HMO legislation- slow progress?

1st March 2009

It is almost two years now since I introduced a ‘ten-minute rule Bill’ into the House of Commons to make the changes in planning law that would enable local authorities to ensure that proper planning arrangements would have to be made if a house were to be purchased and rented out to a number of unrelated people (an ‘HMO’).

The present position is only a partial improvement on what went before.  Larger HMOs must now be licenced by the Local Authority, and they can apply for special arrangements to licence all HMOs. This, though, only works for existing houses, and only if the Local Authority actually wants to go the extra mile in introducing universal licencing, which Southampton City Council, at present seems not to want to do. Being able to have a say in what happens to a house when it is purchased, and in effect its use is completely changed still doesn’t exist in planning law, and urgently needs changing.

‘Ten minute’ rule bills in Parliament unfortunately never become law; but they are a good way of bringing an issue to Parliament’s and the Government’s attention. I think the bill succeeded in that respect. Subsequently there have been not one, but two reports commissioned by the Government on the problems of, and possible solutions for, areas with high numbers of HMOs, and a promise, early last year of consultations on mechanisms to change the law. One of the reports made very specific recommendations on how the law could be changed, and it is this that I understand will be the basis for consultation, and hopefully, then new legislation.

Of course the Bill I put forward, the follow up correspondence and the subsequent meetings with Ministers (most recently before Christmas last year) has just been a part of the pressure to move the issue on. There has been a subsequent debate in the House on HMOs led by Andrew Smith the Oxford MP, in which I participated; and  the National HMO lobby, in which the Highfield Residents Association plays a very active role, has been important in keeping attention concentrated.

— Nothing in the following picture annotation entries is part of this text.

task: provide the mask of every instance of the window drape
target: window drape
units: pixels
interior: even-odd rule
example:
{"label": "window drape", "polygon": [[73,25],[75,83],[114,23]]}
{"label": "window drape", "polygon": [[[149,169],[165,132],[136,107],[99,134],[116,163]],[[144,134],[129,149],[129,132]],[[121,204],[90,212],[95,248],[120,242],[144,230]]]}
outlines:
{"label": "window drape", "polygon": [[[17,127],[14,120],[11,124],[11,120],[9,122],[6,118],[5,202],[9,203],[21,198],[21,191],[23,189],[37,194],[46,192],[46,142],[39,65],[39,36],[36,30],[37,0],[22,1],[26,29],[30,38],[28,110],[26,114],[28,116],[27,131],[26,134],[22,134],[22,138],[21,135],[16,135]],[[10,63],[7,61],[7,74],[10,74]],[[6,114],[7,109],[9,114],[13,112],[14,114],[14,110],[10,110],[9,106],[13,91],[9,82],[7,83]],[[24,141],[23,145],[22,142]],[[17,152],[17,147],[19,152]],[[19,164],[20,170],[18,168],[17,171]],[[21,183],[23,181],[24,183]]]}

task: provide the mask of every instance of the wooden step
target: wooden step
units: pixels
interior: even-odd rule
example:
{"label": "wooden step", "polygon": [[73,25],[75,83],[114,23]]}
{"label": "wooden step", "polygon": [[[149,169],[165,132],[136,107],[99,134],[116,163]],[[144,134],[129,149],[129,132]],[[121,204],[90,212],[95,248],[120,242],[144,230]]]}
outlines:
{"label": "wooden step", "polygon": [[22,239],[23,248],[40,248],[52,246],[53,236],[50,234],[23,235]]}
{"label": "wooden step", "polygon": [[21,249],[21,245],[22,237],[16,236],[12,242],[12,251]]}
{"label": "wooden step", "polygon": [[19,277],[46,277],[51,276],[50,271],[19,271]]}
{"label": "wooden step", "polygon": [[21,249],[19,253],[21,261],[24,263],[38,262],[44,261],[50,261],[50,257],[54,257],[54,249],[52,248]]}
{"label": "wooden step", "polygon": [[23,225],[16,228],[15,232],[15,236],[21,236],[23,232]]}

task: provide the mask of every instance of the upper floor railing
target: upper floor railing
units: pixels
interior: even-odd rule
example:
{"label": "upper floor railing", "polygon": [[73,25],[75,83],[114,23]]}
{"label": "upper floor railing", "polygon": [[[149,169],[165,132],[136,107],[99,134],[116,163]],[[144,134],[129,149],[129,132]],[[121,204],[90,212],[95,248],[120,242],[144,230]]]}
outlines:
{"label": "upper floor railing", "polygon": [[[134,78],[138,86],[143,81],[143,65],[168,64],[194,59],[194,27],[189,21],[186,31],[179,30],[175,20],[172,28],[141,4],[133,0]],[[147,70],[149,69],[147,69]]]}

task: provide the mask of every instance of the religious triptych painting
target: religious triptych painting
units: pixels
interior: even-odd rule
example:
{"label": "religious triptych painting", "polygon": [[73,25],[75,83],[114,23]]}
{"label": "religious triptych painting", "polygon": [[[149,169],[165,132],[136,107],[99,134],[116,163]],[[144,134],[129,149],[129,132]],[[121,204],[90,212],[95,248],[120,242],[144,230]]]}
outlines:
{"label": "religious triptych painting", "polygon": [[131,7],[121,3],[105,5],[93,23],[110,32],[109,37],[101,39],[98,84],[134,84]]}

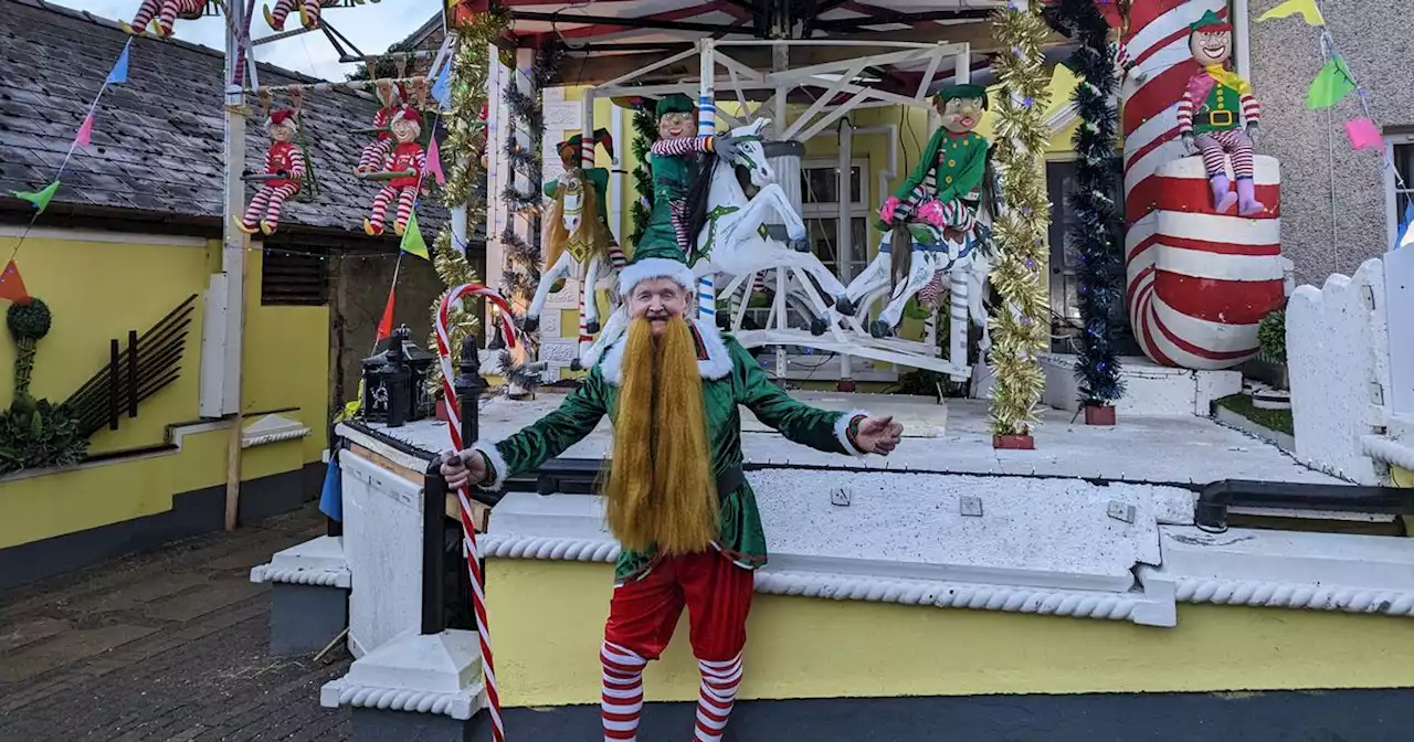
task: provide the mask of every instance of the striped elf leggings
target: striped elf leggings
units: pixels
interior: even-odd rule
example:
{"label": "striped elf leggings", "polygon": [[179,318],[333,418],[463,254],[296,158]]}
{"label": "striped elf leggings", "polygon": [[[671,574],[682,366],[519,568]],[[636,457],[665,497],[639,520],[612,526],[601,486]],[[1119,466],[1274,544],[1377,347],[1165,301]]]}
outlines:
{"label": "striped elf leggings", "polygon": [[1251,177],[1251,137],[1241,129],[1199,134],[1193,139],[1193,146],[1203,155],[1203,167],[1208,168],[1209,178],[1225,172],[1225,153],[1233,160],[1234,179]]}
{"label": "striped elf leggings", "polygon": [[605,742],[633,742],[643,711],[643,669],[667,647],[687,608],[701,673],[694,742],[720,742],[741,685],[741,650],[755,574],[715,550],[660,558],[648,575],[614,588],[604,626]]}

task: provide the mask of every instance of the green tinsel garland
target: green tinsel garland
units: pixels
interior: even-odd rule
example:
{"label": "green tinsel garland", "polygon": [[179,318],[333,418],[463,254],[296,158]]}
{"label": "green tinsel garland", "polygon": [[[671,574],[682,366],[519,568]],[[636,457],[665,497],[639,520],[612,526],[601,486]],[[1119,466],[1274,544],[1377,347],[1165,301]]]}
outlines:
{"label": "green tinsel garland", "polygon": [[1036,418],[1045,386],[1038,353],[1049,341],[1049,301],[1042,281],[1051,201],[1039,154],[1051,134],[1042,42],[1049,33],[1039,0],[1011,0],[993,16],[994,37],[1003,49],[993,68],[1003,85],[995,114],[995,157],[1007,208],[995,225],[998,247],[991,283],[1003,305],[991,318],[988,363],[991,428],[997,435],[1027,435]]}

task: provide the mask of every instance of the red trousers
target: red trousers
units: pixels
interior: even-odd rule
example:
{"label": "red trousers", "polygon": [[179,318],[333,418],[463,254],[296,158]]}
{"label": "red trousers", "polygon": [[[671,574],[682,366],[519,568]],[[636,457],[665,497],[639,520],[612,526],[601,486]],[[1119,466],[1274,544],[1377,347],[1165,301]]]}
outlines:
{"label": "red trousers", "polygon": [[662,557],[636,582],[614,588],[604,640],[656,660],[687,608],[693,656],[727,661],[747,646],[755,574],[720,551]]}

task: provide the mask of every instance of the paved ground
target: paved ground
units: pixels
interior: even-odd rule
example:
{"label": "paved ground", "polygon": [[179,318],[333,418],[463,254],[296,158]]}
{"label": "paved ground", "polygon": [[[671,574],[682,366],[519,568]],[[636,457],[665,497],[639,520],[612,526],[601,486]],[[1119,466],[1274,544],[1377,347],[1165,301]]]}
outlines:
{"label": "paved ground", "polygon": [[318,690],[351,657],[269,657],[250,584],[321,533],[310,507],[0,594],[0,742],[346,739]]}

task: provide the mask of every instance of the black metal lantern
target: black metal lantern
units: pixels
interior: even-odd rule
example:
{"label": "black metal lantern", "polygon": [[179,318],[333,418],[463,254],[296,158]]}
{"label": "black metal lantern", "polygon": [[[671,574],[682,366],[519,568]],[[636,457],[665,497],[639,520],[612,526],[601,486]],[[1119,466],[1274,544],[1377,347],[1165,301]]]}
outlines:
{"label": "black metal lantern", "polygon": [[[400,336],[402,334],[402,336]],[[363,420],[402,427],[411,411],[413,372],[403,358],[406,326],[393,331],[387,351],[363,359]]]}

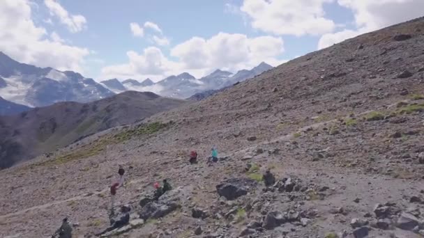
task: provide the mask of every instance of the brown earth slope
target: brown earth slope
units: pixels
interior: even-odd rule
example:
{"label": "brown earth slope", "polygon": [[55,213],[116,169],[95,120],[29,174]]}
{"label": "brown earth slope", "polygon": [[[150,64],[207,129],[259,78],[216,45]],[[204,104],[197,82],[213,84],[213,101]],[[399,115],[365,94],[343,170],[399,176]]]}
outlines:
{"label": "brown earth slope", "polygon": [[[168,178],[183,195],[180,208],[116,237],[420,237],[423,49],[420,18],[4,170],[0,235],[45,237],[65,215],[80,223],[77,237],[107,227],[121,164],[129,183],[118,203],[130,203],[133,218],[155,181]],[[226,159],[209,166],[212,146]],[[192,149],[197,165],[188,163]],[[292,182],[253,184],[234,200],[217,193],[222,181],[260,180],[266,168]],[[193,218],[192,208],[209,215]]]}
{"label": "brown earth slope", "polygon": [[141,121],[184,102],[153,93],[128,91],[90,103],[59,102],[0,117],[0,168],[108,128]]}

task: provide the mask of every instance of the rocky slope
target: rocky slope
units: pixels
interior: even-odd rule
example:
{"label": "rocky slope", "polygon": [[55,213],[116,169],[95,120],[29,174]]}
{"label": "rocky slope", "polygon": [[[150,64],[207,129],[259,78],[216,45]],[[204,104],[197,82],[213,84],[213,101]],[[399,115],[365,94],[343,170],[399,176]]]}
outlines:
{"label": "rocky slope", "polygon": [[[65,215],[78,237],[104,229],[123,164],[133,226],[112,237],[422,236],[423,49],[420,18],[4,170],[0,235],[47,236]],[[164,178],[174,189],[142,207]]]}
{"label": "rocky slope", "polygon": [[88,135],[134,123],[185,102],[127,91],[88,104],[61,102],[0,117],[0,168],[66,146]]}
{"label": "rocky slope", "polygon": [[20,63],[0,52],[0,96],[8,101],[44,106],[64,101],[88,102],[114,94],[79,73]]}
{"label": "rocky slope", "polygon": [[17,114],[30,109],[30,107],[5,100],[0,97],[0,116]]}
{"label": "rocky slope", "polygon": [[127,90],[122,83],[116,79],[103,80],[100,81],[100,84],[105,85],[107,88],[115,93],[122,93]]}

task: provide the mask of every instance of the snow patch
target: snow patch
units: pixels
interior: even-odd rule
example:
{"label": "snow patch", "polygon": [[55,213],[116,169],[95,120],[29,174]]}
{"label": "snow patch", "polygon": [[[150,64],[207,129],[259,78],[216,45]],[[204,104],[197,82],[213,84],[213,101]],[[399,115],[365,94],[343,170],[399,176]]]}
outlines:
{"label": "snow patch", "polygon": [[0,96],[5,100],[31,107],[33,107],[31,102],[25,101],[25,96],[30,89],[31,84],[22,82],[21,75],[12,76],[9,78],[3,78],[7,86],[0,88]]}
{"label": "snow patch", "polygon": [[50,70],[50,72],[49,72],[47,75],[45,76],[45,77],[49,78],[50,79],[57,81],[59,82],[63,81],[66,81],[68,79],[66,74],[63,74],[63,72],[61,72],[60,71],[56,70],[54,69],[52,69],[52,70]]}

So where is the ‘consultation’? I have been told that it is shortly to emerge, but it is proceeding far slower than I would have liked. I have recently put down some questions aiming to get a clear date established, in addition to the unofficial assurances that it is on its way. It is good that the focus still remains on how to change the law to better control HMOs rather than whether to.  I hope to have news on this in the very near future. I will of course keep HRA posted!